Kolejowa spółka zapewnia, że drużyna konduktorska natychmiast naprawiła usterkę.
– W wagonie odpadł element konstrukcyjny tworzący sufit i zatrzymał się na pasku zabezpieczającym. Na nagraniach z monitoringu widać, że w tym momencie znajdowała się tam jedna osoba, ale nie zgłosiła potrzeby udzielenia pomocy medycznej – mówi Marta Ziemska z biura prasowego PKP Intercity. – Podróżny zgłosił usterkę drużynie konduktorskiej, która ją naprawiła – dodaje Ziemska.
Przed wyjazdem w trasę pociąg był sprawdzony pod kątem technicznym. – Po przyjeździe na stację docelową został skierowany do ponownego przeglądu przez rewidenta.
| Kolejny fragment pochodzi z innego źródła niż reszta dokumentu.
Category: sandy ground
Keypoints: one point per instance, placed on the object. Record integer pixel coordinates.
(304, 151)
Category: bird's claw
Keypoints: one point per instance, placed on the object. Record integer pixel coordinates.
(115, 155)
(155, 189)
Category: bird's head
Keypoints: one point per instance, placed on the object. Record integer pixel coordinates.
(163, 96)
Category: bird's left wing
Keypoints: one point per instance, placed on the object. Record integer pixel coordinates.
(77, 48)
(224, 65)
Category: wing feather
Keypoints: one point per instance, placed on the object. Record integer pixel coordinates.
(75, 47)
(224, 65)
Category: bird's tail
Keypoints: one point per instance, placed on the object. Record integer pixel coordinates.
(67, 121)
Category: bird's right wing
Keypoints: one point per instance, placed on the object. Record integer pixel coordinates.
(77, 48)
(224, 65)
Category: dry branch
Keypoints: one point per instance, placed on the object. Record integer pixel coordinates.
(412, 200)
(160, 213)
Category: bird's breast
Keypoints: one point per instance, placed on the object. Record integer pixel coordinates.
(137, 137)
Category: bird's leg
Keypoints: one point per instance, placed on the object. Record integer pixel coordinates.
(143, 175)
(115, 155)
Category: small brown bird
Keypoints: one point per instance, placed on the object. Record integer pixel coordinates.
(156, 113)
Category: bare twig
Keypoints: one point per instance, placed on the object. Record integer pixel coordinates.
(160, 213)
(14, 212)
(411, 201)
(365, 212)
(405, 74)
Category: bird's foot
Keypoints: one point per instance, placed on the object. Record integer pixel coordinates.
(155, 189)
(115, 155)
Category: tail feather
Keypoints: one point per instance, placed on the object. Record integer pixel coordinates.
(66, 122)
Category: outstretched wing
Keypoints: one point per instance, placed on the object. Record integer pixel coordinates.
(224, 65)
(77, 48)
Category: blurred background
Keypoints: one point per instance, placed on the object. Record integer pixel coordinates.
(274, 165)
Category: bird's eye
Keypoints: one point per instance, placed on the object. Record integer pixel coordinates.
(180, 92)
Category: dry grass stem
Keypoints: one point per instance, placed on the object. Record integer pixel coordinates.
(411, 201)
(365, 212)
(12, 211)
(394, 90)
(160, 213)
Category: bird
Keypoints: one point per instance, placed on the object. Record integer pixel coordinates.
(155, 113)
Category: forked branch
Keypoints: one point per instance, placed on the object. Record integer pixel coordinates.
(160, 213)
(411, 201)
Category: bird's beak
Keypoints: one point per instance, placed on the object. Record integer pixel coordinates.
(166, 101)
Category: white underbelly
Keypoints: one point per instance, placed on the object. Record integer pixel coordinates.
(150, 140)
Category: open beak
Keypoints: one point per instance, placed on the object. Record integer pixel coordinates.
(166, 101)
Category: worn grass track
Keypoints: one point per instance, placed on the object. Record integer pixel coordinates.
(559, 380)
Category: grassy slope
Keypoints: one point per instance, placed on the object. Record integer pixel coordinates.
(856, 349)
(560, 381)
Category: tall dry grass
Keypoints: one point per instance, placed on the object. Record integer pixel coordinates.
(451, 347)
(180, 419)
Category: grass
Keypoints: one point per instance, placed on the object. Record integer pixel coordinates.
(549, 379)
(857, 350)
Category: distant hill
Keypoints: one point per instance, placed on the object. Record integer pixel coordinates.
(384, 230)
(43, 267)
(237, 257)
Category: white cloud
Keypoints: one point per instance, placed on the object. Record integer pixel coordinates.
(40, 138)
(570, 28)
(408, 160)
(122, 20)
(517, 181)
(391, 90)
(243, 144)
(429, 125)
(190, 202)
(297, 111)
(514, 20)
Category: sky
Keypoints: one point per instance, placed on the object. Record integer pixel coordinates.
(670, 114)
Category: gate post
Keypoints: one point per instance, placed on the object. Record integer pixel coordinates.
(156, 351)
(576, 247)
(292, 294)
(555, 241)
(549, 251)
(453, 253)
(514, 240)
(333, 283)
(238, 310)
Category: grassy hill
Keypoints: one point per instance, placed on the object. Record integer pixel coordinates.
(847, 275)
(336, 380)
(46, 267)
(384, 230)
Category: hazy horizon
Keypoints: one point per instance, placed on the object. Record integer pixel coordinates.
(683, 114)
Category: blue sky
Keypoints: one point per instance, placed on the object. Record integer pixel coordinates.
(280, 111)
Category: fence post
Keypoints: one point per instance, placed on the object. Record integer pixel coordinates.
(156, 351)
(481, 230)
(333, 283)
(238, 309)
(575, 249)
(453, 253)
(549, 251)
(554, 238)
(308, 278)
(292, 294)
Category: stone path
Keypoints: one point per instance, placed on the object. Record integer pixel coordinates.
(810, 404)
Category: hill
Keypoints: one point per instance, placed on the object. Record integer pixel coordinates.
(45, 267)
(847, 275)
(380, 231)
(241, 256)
Została też powołana specjalna wewnętrzna komisja, aby dokładnie zbadać, co było przyczyną zdarzenia – podkreśla przedstawicielka PKP Intercity.
Chciał na święta do dziewczyny
Kolejną niespodziankę mieli pasażerowie w niedzielę wielkanocną.
– Chciałem pojechać do swojej dziewczyny do Białej Podlaskiej na święta – opowiada nam pan Mateusz, który historię opisał na Twitterze. – Przez megafony na Dworcu Gdańskim ogłoszono, że przyjedzie pociąg do Terespola, a później powtórzono, że już stoi na peronie, więc wsiadłem – relacjonuje nasz rozmówca. – A przed wejściem pytałem jeszcze konduktora o numer wagonu i mnie pokierował.
Jednak niedługo po odjeździe ze stacji pociąg się zatrzymał. – Okazało się, że jedzie on do Budapesztu, a nie Terespola. Ktoś nacisnął hamulec awaryjny – tłumaczy podróżny, który przez błędny komunikat na dworcu nie dojechał do swojej dziewczyny. Zamierza złożyć reklamację. – Ale z tego co wiem, nie tylko ja wsiadłem do niewłaściwego pociągu – przyznaje.
A PKP Intercity odpowiada, że „jest im przykro z powodu tej sytuacji”. – Zapewniamy, że jako przewoźnik dokładamy starań, aby minimalizować możliwości wystąpienia błędów związanych z treścią komunikatów – zapewniają pracownicy biura prasowego.